Sweet break Ⅳ
てっきりここで花火を鑑賞するのかと思っていたら、関君は広場を横切り、その先に続く遊歩道へと進むと、直ぐに舗装されていない脇道に逸れる。

『俺らはこっちだ』

繋がれた手に引かれるまま木々に囲まれた道なき道をついて行けば、ほんの1~2分で見晴らしの良い小高い丘にたどり着いた。

後手に大きな森林を背負いながらも、意図的に刈られような芝がひきつめられたそこは、横に広く解放的な場所。

公園に来てからずっとあった、むせるような夏草の匂いも、今は時より吹く風に流され、全く気にならない。

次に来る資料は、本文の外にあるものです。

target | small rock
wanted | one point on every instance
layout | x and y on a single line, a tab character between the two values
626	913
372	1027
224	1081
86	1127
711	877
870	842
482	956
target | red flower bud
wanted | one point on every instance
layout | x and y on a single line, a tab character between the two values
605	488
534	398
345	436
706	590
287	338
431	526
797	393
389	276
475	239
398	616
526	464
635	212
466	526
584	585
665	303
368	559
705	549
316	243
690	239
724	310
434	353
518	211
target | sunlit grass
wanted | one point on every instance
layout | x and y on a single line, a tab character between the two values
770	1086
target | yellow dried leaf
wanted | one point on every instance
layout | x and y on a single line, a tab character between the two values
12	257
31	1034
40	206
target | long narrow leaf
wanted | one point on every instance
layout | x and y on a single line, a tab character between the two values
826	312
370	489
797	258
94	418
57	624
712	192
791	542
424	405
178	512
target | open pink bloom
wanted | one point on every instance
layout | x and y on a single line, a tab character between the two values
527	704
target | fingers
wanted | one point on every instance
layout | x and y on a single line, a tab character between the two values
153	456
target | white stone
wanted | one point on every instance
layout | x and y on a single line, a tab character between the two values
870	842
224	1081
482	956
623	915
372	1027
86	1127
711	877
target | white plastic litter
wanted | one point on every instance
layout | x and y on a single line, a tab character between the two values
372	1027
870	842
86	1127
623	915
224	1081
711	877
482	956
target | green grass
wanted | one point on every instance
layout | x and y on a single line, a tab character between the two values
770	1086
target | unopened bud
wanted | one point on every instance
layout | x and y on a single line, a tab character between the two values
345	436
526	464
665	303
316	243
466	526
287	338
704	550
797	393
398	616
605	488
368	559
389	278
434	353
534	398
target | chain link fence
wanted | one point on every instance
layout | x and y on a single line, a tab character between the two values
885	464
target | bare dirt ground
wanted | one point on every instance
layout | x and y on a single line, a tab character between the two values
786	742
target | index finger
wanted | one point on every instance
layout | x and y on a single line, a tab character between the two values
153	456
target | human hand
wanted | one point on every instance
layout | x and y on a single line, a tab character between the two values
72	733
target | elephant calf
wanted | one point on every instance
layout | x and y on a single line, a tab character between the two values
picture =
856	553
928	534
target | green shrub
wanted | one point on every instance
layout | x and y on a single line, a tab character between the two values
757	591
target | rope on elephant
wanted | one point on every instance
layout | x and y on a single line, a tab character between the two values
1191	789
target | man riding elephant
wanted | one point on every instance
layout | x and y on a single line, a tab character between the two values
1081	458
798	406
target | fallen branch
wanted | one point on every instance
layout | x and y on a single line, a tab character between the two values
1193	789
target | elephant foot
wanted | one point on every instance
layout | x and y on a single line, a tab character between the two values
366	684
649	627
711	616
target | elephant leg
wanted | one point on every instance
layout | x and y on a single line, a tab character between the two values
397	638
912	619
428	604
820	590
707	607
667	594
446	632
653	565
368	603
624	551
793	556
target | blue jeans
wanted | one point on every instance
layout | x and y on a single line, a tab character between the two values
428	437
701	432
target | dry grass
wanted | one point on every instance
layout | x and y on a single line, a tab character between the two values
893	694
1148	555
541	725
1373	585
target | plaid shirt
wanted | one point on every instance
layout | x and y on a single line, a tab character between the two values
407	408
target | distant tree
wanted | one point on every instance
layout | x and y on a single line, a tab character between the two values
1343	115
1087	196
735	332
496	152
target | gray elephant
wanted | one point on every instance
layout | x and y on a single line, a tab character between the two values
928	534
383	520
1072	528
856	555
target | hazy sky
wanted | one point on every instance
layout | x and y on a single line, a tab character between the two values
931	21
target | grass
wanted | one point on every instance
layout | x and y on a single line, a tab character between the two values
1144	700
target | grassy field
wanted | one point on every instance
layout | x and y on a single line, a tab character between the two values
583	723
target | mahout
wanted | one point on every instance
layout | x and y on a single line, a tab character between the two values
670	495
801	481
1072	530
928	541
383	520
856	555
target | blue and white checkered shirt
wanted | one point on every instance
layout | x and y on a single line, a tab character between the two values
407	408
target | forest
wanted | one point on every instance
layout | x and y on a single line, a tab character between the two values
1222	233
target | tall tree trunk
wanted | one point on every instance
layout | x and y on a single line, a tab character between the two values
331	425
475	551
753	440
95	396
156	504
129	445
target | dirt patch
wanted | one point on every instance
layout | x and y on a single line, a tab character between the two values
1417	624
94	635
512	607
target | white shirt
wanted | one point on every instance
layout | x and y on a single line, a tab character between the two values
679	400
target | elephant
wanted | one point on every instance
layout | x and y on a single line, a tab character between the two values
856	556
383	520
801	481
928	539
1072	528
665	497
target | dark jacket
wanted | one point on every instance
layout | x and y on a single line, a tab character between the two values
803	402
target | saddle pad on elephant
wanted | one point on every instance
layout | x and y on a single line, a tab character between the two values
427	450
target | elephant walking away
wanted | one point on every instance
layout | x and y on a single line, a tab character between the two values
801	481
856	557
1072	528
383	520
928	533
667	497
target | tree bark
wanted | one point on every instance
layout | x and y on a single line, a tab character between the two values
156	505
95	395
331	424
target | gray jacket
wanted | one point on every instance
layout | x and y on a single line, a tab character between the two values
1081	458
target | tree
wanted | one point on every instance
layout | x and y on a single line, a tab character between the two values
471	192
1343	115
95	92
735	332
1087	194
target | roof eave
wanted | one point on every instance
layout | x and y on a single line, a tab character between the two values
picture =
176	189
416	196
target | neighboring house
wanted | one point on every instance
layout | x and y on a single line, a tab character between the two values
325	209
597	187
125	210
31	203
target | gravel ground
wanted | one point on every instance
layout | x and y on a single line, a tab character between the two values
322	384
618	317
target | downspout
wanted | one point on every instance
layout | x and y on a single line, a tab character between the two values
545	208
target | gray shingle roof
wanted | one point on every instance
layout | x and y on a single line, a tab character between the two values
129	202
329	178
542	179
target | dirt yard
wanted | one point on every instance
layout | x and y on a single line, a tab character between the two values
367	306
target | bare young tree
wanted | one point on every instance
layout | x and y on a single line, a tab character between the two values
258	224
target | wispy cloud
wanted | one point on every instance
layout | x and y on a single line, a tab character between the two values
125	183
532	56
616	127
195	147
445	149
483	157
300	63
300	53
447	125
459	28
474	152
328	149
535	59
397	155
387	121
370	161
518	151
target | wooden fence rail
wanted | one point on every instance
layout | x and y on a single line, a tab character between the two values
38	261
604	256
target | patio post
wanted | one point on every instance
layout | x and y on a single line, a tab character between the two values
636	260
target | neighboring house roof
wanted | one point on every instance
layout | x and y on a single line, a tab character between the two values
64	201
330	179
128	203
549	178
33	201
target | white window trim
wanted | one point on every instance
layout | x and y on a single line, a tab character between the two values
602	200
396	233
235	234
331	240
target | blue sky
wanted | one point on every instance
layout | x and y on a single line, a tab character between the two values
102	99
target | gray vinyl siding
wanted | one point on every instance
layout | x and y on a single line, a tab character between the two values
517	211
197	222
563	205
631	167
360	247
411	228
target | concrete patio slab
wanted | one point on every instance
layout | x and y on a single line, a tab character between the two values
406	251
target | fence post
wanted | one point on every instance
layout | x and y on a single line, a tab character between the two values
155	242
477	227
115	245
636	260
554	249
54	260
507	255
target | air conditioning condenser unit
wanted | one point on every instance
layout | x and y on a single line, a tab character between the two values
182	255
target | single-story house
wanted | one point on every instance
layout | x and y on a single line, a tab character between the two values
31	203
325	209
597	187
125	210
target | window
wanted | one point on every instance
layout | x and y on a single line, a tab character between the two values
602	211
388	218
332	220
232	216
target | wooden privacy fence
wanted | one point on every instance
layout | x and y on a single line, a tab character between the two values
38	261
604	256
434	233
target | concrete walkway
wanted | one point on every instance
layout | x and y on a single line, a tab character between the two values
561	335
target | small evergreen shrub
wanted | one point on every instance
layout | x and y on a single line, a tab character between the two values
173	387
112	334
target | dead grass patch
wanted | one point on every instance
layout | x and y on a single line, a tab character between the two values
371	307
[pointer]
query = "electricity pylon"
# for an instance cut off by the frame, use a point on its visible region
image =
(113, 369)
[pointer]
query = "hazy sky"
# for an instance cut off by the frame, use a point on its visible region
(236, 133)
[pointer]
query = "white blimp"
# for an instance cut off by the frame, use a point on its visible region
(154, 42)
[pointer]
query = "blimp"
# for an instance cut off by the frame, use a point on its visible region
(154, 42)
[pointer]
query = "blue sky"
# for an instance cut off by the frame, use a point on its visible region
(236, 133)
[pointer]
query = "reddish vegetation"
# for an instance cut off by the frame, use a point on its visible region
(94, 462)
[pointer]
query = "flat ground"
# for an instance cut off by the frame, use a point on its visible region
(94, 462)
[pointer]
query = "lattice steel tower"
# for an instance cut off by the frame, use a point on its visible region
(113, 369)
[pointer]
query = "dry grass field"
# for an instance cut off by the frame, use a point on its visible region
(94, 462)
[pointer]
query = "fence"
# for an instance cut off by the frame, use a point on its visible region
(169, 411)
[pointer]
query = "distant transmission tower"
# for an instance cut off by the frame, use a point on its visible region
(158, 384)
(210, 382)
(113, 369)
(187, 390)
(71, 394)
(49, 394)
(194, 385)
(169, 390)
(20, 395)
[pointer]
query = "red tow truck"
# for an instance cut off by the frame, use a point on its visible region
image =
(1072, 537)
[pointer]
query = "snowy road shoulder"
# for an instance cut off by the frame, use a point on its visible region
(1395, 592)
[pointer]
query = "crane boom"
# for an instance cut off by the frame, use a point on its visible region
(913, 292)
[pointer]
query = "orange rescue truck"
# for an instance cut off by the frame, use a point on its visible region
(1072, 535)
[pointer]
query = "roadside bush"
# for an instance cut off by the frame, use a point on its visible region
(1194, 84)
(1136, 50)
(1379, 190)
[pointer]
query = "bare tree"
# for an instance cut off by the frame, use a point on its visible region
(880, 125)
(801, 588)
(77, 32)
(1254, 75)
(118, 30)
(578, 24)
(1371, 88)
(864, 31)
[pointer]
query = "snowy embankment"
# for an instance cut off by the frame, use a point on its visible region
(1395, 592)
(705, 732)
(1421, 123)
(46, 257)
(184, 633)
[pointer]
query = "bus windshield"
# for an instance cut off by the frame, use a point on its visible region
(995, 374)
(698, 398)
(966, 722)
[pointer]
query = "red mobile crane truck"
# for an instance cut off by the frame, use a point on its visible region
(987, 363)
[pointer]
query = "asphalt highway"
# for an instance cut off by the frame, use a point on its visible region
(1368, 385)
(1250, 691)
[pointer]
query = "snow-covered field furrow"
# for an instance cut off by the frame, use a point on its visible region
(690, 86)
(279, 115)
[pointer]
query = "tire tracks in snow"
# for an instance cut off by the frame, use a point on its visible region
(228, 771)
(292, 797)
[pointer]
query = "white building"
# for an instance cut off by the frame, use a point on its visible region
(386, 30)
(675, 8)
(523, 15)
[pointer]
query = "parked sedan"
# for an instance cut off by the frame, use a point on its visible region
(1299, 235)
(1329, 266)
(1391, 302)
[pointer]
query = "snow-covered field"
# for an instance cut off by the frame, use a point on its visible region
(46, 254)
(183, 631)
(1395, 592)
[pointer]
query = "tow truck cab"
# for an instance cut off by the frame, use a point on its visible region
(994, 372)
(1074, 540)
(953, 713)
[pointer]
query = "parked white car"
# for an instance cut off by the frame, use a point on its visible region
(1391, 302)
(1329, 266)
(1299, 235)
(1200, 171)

さきほどの広場に比べて、人の数は極端に少なく、全体が夜の薄闇に包まれていた。

『ここは星を見るためだけに作られた場所らしい。そういう意図で街灯の類はほとんどないから、足元、気をつけろよ』

確かに、見渡す限り街灯は一本も無く、唯一の明かりはところどころ数メートル間隔に地面に設置されている、小さなダウンライトのみ。

ゆっくりと芝を踏み鳴らし、海側にある丘の先端まで進む。

『…凄い』

たどり着いた場所は、先ほどの広場にあったような柵もなく、前方に遮るものが何もない分、眼下には雄大な湘南の絶景が広がっていた。

『少し離れた場所からにはなるが、ここからなら花火全体を見ることができるらしい』
『関君、調べてくれたんだ』
『まぁな…と言いたいところだが、俺が調べた訳じゃない。落合からの情報提供だ』
『…落合さんから?』

瞬間、先ほどの…浴衣姿の彼女が、脳裏によぎる。

『アイツなりに、例の出張の件でお前を不安にさせたこと、気にかけてるんだろ』
『そう…なんだ』

”さっき、彼女と会ってたよね?”

喉まで出かかった言葉は、言えずにまた飲み込んでしまう。

『そろそろ、時間だ』

花火の打ち上がる定刻を過ぎ、眼下に望む海沿いのいくつかの照明が、意図的に消されていく。